June 24, 2022
[Editor’s Note: This column originally appeared on Branden Durst’s Facebook page on June 21, in response to the U.S. Supreme Court’s Carson v. Makin opinion.]
Today is a great day for religious freedom, parental rights and school choice. This morning the United States Supreme Court released an opinion in the case of Carson v. Makin. The case is from Maine and involves the state of Maine’s use of vouchers to provide education to children in rural parts of the state without access to a public school. The state of Maine applied the program discriminatorily and precluded religious affiliated schools from participating.
The Supreme Court weighed in and said that was a violation of the First Amendment. In writing their opinion, the Supreme Court was unequivocal in their rebuke of states’ Blaine Amendments.
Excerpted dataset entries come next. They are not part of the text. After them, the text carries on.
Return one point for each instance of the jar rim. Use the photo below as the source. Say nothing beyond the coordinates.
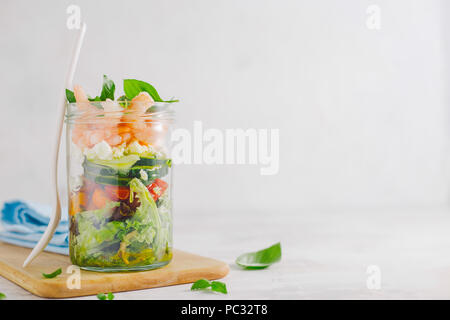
(158, 111)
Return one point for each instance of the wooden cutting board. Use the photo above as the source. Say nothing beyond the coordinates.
(184, 268)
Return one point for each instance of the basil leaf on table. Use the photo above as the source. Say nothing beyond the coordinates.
(260, 259)
(201, 284)
(53, 274)
(133, 87)
(204, 284)
(102, 296)
(218, 287)
(70, 96)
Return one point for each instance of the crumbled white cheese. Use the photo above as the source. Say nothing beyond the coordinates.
(144, 175)
(136, 148)
(119, 151)
(101, 151)
(76, 169)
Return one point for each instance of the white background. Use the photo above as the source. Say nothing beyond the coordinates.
(363, 114)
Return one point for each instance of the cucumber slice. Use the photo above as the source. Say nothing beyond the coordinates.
(119, 180)
(111, 180)
(123, 164)
(144, 161)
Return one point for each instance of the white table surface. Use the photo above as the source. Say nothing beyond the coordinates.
(325, 254)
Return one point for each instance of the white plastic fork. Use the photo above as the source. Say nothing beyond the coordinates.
(56, 216)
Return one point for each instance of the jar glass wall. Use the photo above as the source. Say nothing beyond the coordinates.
(120, 185)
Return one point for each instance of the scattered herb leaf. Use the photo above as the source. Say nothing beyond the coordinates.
(108, 89)
(219, 287)
(204, 284)
(260, 259)
(201, 284)
(133, 87)
(53, 274)
(70, 96)
(102, 296)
Blaine Amendments were passed in many states throughout the country around the turn of the 20th Century in the midst of widespread anti-Catholic fervor.
The irony should not be missed as the Blaine for which Blaine Amendments are named was a man from Maine. It’s poetic justice that his legacy of discrimination die in a case from his home state.
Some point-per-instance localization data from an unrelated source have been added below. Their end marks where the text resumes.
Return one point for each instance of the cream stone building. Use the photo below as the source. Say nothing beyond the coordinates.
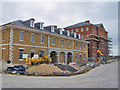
(27, 37)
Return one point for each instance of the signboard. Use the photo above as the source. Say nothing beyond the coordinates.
(36, 56)
(25, 55)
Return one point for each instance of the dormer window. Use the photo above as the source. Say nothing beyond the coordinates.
(68, 33)
(74, 35)
(31, 23)
(41, 25)
(60, 31)
(52, 28)
(79, 36)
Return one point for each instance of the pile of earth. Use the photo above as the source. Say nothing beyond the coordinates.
(45, 69)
Idaho’s Blaine Amendment is found in Article IX, Section 6, which reads:
Section 6. RELIGIOUS TEST AND TEACHING IN SCHOOL PROHIBITED. No religious test or qualification shall ever be required of any person as a condition of admission into any public educational institution of the state, either as teacher or student; and no teacher or student of any such institution shall ever be required to attend or participate in any religious service whatever. No sectarian or religious tenets or doctrines shall ever be taught in the public schools, nor shall any distinction or classification of pupils be made on account of race or color. No books, papers, tracts or documents of a political, sectarian or denominational character shall be used or introduced in any schools established under the provisions of this article, nor shall any teacher or any district receive any of the public school moneys in which the schools have not been taught in accordance with the provisions of this article.
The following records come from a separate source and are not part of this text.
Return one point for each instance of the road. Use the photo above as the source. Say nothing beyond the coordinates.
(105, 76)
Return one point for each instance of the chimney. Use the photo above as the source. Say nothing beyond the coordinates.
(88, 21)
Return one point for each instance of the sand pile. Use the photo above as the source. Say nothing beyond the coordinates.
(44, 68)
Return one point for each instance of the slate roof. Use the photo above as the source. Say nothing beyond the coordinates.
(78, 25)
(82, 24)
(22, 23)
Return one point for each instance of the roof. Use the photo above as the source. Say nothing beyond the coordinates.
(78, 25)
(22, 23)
The enormity and importance of this opinion can not be overstated. Since statehood, anti-school choice obstructionists have used the Blaine Amendment as a shield to defend their otherwise indefensible, hate-filled and discriminatory position. That shield is gone and that day is over. Blaine Amendments are dead once and for all. School choice is alive. And soon every parent and child will be freed from the captivity of their zip code and bank account to choose the school that works best for them.
So what is next? With the eradication of some of the worst of the Idaho Senate, including the worst of the worst in the Senate Education Committee (not to include Chairman Thayn), we now have a golden opportunity to blaze a new path forward. [It is time for] an uncompromising push for universal school choice next legislative session.
Done right, a school choice plan can and will actually better meet the constitutional imperative found in Article IX, Section 1, which calls for ” a general, uniform and thorough system of public, free common schools.” That constitutional mandate is not inconsistent with school choice where money follows students. It never has been and anyone telling you differently is either ignorant, deliberately trying to mislead or both.
This will take real leadership, not just from elected officials, but also from parents, grandparents and other taxpayers. We must be the architects of our destiny. We must put pressure on our elected leaders to undo more than a century of discrimination and do the right – pass universal school choice.
*Branden Durst, MPA, EdS, is a former state Senator, state Representative and Republican candidate for State Superintendent of Public Instruction.